An electrochemical study of H2O2 decomposition on single-phase γ-FeOOH films

The electrochemical reduction and oxidation kinetics of hydrogen peroxide on γ-FeOOH films chemically deposited on indium tin oxide substrates were studied over the pH range of 9.2–12.6 and the H2O2 concentration range of 10−4 to 10−2 mol dm−3. The Tafel slopes for H2O2 reduction and oxidation obtained from polarization measurements are 106 ± 4 and 93 ± 15 mV dec−1, respectively, independent of pH and the concentration of H2O2. Both the reduction and oxidation of H2O2 on γ-FeOOH have a first-order dependence on the concentration of molecular H2O2. However, for the pH dependence, the reduction has an inverse first-order dependence, whereas the oxidation has a first-order dependence, on the concentration of OH−. For both cases the electroactive species is the molecular H2O2, not its base form, HO2−. Based on these observations, reaction kinetic mechanisms are proposed which involve adsorbed radical intermediates; HOOH− and HO for the reduction, and HO2H+, HO2, and O2− for the oxidation.
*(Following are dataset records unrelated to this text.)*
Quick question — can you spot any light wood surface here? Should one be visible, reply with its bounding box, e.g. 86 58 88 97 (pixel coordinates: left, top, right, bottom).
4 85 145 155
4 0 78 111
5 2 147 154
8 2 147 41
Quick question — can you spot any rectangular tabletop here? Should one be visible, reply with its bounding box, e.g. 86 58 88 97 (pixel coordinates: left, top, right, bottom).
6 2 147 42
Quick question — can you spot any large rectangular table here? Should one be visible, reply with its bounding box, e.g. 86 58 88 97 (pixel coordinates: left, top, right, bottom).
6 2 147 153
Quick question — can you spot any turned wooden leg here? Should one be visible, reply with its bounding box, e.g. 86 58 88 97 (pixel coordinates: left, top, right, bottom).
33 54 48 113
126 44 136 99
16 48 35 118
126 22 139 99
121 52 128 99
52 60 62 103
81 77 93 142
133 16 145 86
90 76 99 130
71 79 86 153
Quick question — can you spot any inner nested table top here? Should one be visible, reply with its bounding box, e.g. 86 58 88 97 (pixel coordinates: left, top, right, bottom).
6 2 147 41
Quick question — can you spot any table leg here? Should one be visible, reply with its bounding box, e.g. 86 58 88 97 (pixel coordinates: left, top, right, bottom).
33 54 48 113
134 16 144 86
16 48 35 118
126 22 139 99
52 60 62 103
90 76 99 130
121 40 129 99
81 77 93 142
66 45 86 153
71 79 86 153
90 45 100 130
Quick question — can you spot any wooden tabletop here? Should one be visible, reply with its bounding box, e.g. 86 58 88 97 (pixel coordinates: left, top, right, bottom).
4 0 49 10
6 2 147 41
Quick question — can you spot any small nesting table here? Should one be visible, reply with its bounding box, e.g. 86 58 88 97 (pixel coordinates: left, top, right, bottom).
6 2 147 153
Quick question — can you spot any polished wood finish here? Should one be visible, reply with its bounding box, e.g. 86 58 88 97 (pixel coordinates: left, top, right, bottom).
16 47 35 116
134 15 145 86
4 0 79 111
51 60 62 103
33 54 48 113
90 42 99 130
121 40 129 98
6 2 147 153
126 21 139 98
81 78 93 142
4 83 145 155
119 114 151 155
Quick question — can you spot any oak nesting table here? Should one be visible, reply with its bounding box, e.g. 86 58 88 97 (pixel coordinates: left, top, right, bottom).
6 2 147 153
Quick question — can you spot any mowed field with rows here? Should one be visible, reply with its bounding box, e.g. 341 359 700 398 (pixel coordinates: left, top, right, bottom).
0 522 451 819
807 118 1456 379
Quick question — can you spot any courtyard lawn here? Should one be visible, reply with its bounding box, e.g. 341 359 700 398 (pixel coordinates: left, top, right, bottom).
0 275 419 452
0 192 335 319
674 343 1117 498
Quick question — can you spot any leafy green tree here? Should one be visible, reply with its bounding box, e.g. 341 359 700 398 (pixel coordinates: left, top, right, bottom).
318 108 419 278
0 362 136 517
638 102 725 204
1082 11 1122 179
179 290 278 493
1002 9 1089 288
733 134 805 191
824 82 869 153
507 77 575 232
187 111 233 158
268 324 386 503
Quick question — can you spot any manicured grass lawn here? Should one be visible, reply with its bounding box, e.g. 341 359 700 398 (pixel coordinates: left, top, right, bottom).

These intermediates are assumed to be in linear adsorption equilibria with OH− and H+ in the bulk aqueous phase, respectively, giving the observed pH dependences. The rate-determining step is the reduction or oxidation of the adsorbed H2O2 to the corresponding intermediates, a reaction step which involves the use of FeIII/FeII sites in the γ-FeOOH surface as an electron donor–acceptor relay. The rate constant for the H2O2 decomposition on γ-FeOOH determined from the oxidation and reduction of Tafel lines is very low, indicating that the γ-FeOOH surface is a very poor catalyst for H2O2 decomposition.